Kernels won't run in parallel

I have the following sequence o kernel calls in my host code:

kernel_A<<<gridDim, blockDim, sm_size>>>(params);
while (cond) {
cudaMemcpy(d_x, h_x, x_size);
cudaMemset(d_y, 0, y_size) );
// cudaDeviceSynchronize();
kernel_B<<<gridDim, blockDim, sm_size, streams[0]>>>(params);
cudaEventRecord(event, streams[0]) );
// cudaDeviceSynchronize();
kernel_C<<<gridDim, blockDim, sm_size, streams[1]>>>(params);
cudaStreamWaitEvent(streams[1], event, 0));
kernel_D<<<gridDim, blockDim, sm_size, streams[1]>>>(params);
kernel_E<<<gridDim, blockDim, sm_size, streams[0]>>>(params);

The problem is that neither pair of kernels (B+C or D+E) launch in parallel, but ONLY ON THE FIRST PASS THROUGH THE LOOP!!! On all subsequent passes the parallel execution succeeds, according to the visual profiler (the same goes for release printouts). There is no lack of GPU resources. The GPU is GTX 480 with compute capability 2.0. It doesn’t help if I uncomment sync points or even remove the event handling. The only reason could be the kernel A before the loop which launches in the default stream, but even if I put it into one, the issue remains.

What could possibly be the problem?

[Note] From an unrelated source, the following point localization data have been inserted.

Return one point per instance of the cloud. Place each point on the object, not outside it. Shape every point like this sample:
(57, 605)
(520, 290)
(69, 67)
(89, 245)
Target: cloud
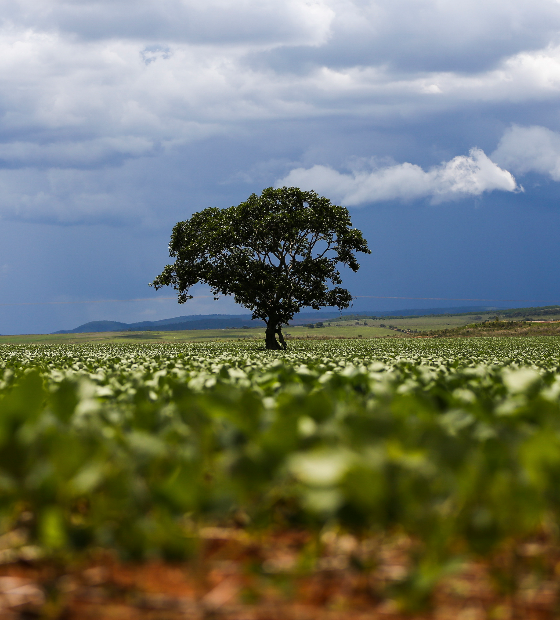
(90, 86)
(462, 176)
(530, 149)
(222, 22)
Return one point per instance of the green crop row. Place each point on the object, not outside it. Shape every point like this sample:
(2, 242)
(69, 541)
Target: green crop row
(455, 443)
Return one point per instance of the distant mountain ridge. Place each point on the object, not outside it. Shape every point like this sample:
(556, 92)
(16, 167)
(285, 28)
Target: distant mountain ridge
(229, 321)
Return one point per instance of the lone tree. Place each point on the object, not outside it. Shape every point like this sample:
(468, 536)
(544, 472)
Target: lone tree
(275, 253)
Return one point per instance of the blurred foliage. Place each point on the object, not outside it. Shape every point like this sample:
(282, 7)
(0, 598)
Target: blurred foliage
(455, 443)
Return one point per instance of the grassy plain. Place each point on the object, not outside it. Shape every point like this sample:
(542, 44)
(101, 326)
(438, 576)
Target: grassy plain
(341, 328)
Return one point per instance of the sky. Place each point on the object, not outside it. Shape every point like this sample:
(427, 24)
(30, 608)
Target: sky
(435, 122)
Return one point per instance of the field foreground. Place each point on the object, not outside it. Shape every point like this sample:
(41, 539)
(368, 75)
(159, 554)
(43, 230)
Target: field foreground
(340, 479)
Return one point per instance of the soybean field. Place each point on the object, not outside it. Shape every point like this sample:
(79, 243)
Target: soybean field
(349, 476)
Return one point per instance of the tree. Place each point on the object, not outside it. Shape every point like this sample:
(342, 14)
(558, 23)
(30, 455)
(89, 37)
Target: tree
(275, 253)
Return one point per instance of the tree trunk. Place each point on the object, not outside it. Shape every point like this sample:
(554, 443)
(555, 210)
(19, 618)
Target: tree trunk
(270, 337)
(281, 338)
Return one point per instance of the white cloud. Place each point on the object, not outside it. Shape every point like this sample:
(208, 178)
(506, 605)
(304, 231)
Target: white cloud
(94, 84)
(530, 149)
(462, 176)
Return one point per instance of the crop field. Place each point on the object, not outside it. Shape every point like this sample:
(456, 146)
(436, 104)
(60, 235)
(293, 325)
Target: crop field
(338, 479)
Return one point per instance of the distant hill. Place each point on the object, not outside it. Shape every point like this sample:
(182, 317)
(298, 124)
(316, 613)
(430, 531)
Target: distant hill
(225, 321)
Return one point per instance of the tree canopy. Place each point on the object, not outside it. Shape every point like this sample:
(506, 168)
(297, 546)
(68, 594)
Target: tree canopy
(275, 253)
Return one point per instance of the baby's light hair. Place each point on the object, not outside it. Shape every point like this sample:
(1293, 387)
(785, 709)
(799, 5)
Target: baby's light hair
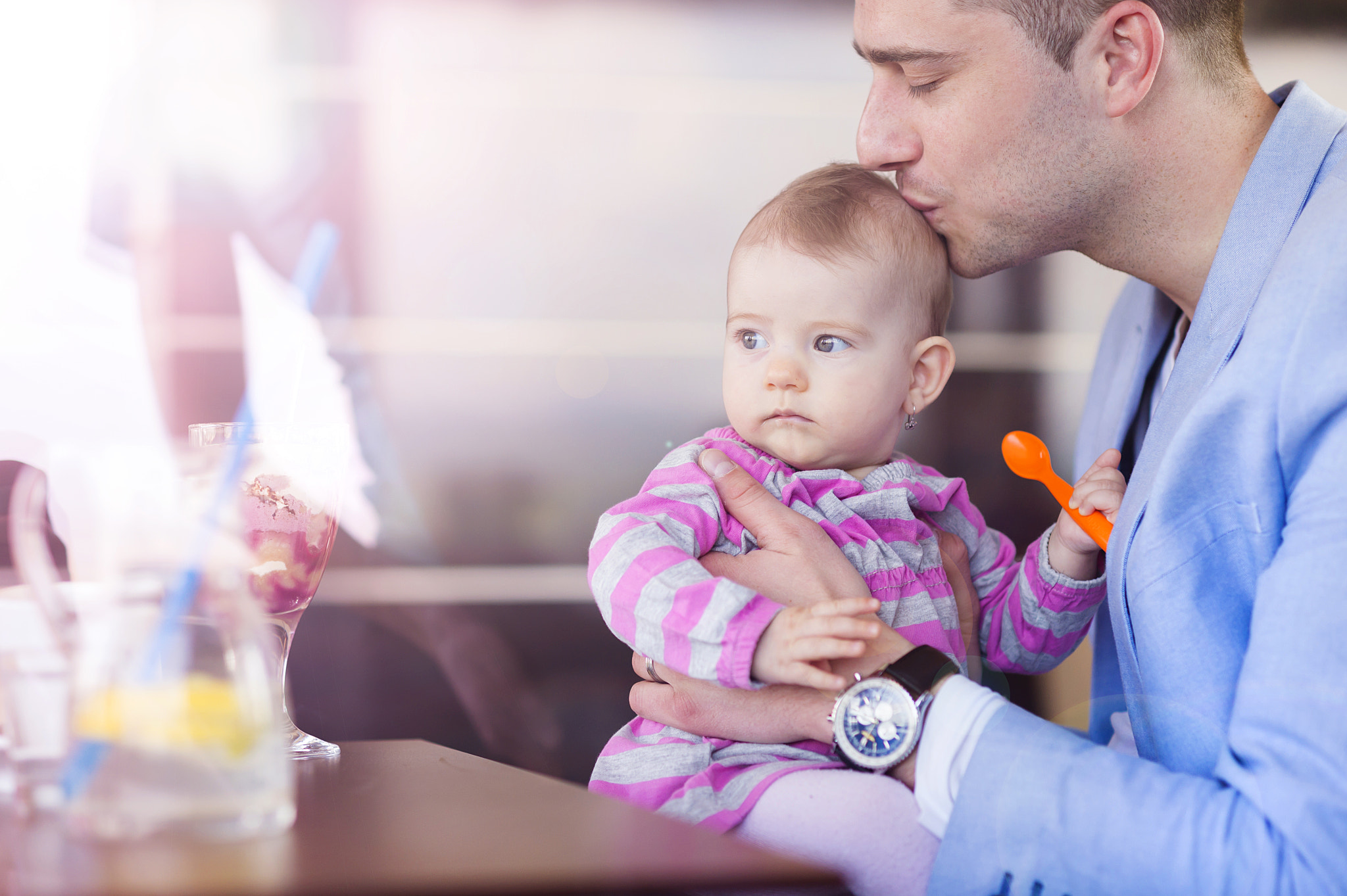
(843, 212)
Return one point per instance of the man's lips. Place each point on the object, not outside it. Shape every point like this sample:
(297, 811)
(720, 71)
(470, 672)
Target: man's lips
(919, 204)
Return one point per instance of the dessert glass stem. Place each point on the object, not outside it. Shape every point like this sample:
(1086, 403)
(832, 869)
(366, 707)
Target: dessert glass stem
(301, 745)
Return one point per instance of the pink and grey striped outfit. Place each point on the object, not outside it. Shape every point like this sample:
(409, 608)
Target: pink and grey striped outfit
(662, 603)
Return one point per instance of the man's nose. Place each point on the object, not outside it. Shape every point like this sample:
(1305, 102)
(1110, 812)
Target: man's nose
(784, 371)
(887, 140)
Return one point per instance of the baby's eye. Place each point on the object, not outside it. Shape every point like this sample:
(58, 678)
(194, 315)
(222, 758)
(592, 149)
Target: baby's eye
(831, 344)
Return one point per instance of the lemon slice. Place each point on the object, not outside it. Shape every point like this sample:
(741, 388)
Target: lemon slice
(197, 712)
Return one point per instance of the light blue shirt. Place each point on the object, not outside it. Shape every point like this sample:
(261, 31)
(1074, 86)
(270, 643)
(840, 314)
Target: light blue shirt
(1226, 634)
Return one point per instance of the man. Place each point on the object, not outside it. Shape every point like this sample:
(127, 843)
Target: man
(1133, 133)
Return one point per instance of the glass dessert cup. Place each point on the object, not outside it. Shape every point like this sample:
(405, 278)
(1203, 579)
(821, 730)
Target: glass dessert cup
(289, 496)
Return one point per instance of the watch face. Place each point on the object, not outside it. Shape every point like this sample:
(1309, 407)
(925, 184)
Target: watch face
(876, 723)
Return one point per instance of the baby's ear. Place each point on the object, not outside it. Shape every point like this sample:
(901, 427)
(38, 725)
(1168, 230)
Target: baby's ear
(933, 362)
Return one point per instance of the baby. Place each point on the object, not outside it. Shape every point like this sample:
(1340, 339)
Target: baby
(838, 295)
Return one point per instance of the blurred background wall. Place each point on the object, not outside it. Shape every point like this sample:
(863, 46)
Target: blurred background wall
(537, 200)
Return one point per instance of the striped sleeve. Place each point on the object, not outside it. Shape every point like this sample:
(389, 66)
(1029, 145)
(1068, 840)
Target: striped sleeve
(1032, 615)
(654, 594)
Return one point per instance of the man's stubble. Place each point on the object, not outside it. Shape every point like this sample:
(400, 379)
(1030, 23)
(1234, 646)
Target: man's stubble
(1052, 186)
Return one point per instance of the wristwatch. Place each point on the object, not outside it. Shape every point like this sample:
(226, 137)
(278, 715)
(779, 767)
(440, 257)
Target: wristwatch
(877, 721)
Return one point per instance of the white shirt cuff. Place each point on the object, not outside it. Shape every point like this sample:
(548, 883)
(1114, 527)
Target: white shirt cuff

I believe all of the conditions for parallel kernel execution are satisfied and there should be no implicit synchronization or queue blocking.

I don’t see anything that will prevent overlap either, though I would try to use cudaMemcpyAsync() & cudaMemsetAsync() if possible since cudaMemcpy() and cudaMemset() will cause all subsequent kernels to wait on them.

If it overlaps on all iterations except the 1st, isn’t that good enough?

Also, are you aware of the 1 issue queue limitation on Fermi that can cause even parallel streams to serialize? That doesn’t seem to be a problem here, since you seem to follow the best practice of issuing kernels in breadth-first order (before issuing dependent kernels)

Also, your cudaStreamWaitEvent(streams[1], event, 0) seems to be a no-op because you never record such an event

Yes, I am aware of the kernel and memcpy queue limitations. I do record the event in the first stream before launching kernel C.

Each subsequent pass through the loop operates on a simpler subproblem, which is why the first pass is the most important. But even if I artificially reduce the initial problem size, there is no parallelization. The resource limitation is definitely not an issue.

However, in another version of the host code, where the kernel A and B functionality is included into kernels C and D (with some redundance, which is why I later extracted them), the parallel kernel execution succeeds in the first loop pass. So there must be some problem with launching kernels A and B before kernels C and D that prevents their parallelization. Even with sync points inbetween. There should be no dependency to prevent kernel D from launching immediately after kernel C.
Could this be some sort of bug? Is there some way to determine what is blocking the parallel kernel execution?

Could it be that by chance kernel A is exactly filling the GPU resources, so that no other kernel can execute in parallel?

How many blocks are you launching and what does the Occupancy calculator report for the number of blocks/SM?